The C-terminal domain of LOX-1 was expressed by using the protocols reported earlier12. As this domain contains several disulfide bridges, it was co-expressed with DsbC, a Chaperone disulfide isomerase. The genes were custom synthesized by Genscript (Piscataway, NJ) using gene map described in Park el al.12. It encodes for 147 amino acids for the LOX-1 fragment (residues 136–273) and 236 amino acids for DsbC. The gene was incorporated into a pET15b vectors by Genscript. The vectors were then transformed into Dh5α cells for amplification and BL21 (DE3) E. coli (Novagen) cells for expression. The proteins were expressed by adding 0.4 mM isopropyl β-D-thiogalactoside in E. coli cells grown in LB medium containing kanamycin, tetracycline, and carbenicillin at 23 °C, with 250 rpm agitation, for 20 h. The protein was purified using a nickel-nitrilotriacetic acid column (Qiagen, Valencia, CA). And then, the protein samples were concentrated to 10 mg/ml.

Thermal Shift Assay

LOX-1 protein was incubated with fluorescent dye Sypro Orange (Invitrogen/Life Technologies, Grand Island, NY) and the thermal unfolding of the LOX-1 protein was monitored by measuring the fluorescence using Bio-Rad Real Time PCR machine. We measured the melting temperatures in the absence and presence of the inhibitors 4 μM of LOX-1 protein was incubated with Sypro Orange and heated in stepwise increments of 0.5 °C per min from 25–99 °C. The wavelength for excitation was set to 490 and emission was set to 575 nm for Sypro Orange. Fluorescence was measured after every minute for each 0.5 °C increase.

Culture of human umbilical vein endothelial cells (HUVECs)

The primary HUVECs were purchased from ATCC (Manassas, VA) and cultured in vascular cell basal medium with supplements (including 10 mL fetal bovine serum, 10mM L-glutamine, 0.5 μg hydrocortisone hemisuccinate, 25 μg ascorbic acid, 2.5 ng rhVEGF, 2.5 ng rhEGF, 2.5 ng rh FGF, 7.5 ng rhIGF-1 and 0.375 units heparin sulfate). Cells from passages 3 and 4 were used in this study.

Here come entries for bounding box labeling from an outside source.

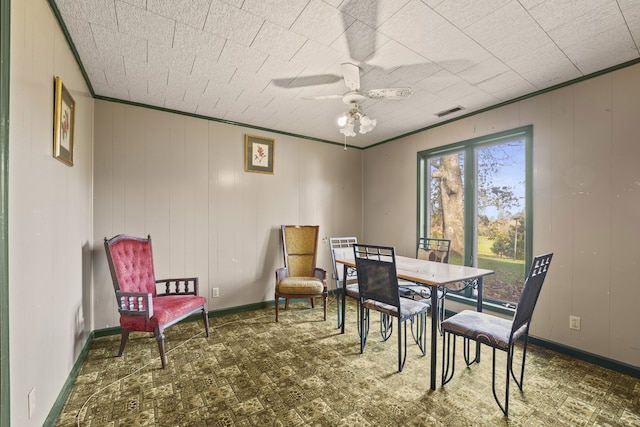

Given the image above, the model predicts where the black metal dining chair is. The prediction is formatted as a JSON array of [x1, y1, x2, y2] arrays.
[[400, 237, 451, 335], [353, 244, 429, 372], [442, 253, 553, 416]]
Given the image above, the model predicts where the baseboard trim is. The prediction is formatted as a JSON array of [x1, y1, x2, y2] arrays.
[[43, 301, 640, 427], [42, 332, 95, 427], [529, 336, 640, 378]]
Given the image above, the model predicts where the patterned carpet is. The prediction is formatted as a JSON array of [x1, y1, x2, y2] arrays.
[[56, 300, 640, 427]]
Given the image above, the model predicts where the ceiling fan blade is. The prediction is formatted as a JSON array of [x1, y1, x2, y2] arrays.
[[300, 95, 342, 101], [272, 74, 341, 88], [340, 62, 360, 90], [366, 87, 413, 99]]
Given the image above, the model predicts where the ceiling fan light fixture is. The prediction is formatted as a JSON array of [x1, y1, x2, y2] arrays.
[[359, 114, 378, 135], [340, 121, 356, 136]]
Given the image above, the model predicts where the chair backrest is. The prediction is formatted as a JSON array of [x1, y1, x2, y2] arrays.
[[416, 237, 451, 263], [511, 253, 553, 334], [353, 243, 400, 314], [329, 237, 358, 289], [282, 225, 320, 277], [104, 234, 156, 297]]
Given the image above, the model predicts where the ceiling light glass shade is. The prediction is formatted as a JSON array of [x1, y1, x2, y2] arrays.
[[359, 115, 377, 135], [338, 104, 376, 136], [340, 122, 356, 136]]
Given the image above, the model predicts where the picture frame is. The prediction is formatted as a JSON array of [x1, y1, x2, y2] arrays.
[[244, 134, 275, 175], [53, 76, 76, 166]]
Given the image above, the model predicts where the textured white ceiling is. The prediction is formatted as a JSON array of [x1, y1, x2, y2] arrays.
[[54, 0, 640, 147]]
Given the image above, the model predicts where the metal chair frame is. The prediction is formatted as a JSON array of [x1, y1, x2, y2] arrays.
[[353, 244, 429, 372], [442, 253, 553, 417]]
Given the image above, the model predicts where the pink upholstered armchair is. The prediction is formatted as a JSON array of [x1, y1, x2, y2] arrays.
[[104, 234, 209, 369]]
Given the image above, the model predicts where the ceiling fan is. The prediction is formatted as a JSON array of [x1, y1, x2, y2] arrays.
[[302, 62, 412, 137]]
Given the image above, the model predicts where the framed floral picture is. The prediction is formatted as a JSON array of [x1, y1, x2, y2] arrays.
[[53, 77, 76, 166], [244, 135, 275, 174]]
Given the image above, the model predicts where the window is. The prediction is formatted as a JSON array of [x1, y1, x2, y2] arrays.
[[418, 126, 533, 308]]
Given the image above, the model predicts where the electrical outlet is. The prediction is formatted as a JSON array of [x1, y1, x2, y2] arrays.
[[27, 387, 36, 419], [569, 316, 580, 331]]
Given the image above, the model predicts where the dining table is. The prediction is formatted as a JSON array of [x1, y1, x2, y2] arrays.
[[336, 254, 495, 390]]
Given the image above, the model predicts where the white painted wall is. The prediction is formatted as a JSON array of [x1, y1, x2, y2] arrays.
[[94, 101, 362, 332], [363, 65, 640, 366], [9, 0, 94, 426]]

Dil-ox-LDL uptake measurement

HUVECs were plated into 6-well plates and cultured until the cells reached 70% confluence. The cells were exposed to 5 μg/mL Dil-ox-LDL for 30 min after treatment with 200 nM of each of 5 molecules for 30 min, and then washed with PBS for 3 times. After washing, the cells were digested with trypsin and washed with PBS, and suspended in 400 μL PBS, and analyzed with a flow-cytometer (Becton Dickinson, Mountain View, CA). For further confirm the inhibitory effects of Mol-5 on Dil-ox-LDL uptake, we also measured Dil-ox-LDL uptake by CHO cells after exposure to 0, 20, 200 and 200 nM Mol-5 for 30 min. The CHO cells were stably transfected with human LOX-1 cDNA.

Western blotting

HUVECs were plated into 6-well cell culture plates. When the cells were reached 70% confluence, they were treated with 200 nM of each of 5 molecules for 30 min, and subsequently exposed to 5 μg/mL ox-LDL for 6 h. After washing with PBS for 2 times, the cells were treated with Cell Lysis Buffer (Promega, Madison, WI) with protease Inhibitor and phosphatase Inhibitor (Sigma-Aldrich, St. Louis, MO). The protein concentrations were measured by Bradford protein assay. Proteins (20 μg) were separated by electrophoresis in 12% precast SDS-PAGE gels, and were transferred onto Nitrocellulose Blotting Membrane (GE Healthcare Life Science, Piscataway, NJ). The membranes were then incubated with LOX-1, VCAM-1 (Abcam, Cambridge, MA), ERK1/2, phospho-ERK1/2, phospho-p38MAPK (Cell Signaling Technology, Inc., Danvers, MA), or β-actin (Santa Cruz Biotechnology, Inc., Dallas, Texas) primary antibodies (1:1000 ~ 1:2000) in blocking solution at 4 °C overnight. Following wash with TBS-1 for 3 times, the blots were incubated with HRP-conjugated secondary antibodies (1:10000) in blocking solution for 1 hour at room temperature. After 3 washes with PBS, the blots were treated with Western Blotting Luminol Reagents (Santa Cruz Biotechnology) for 3 min and then exposed to Blue Basic Autorad Film (GeneMate, Kaysville, UT). The protein bands were scanned by a Gel DocTM XR System (Bio-Rad, Hercules, CA), and the density of each band was quantified by Image J software. The relative expression of target proteins was calculated with comparison to β-actin bands.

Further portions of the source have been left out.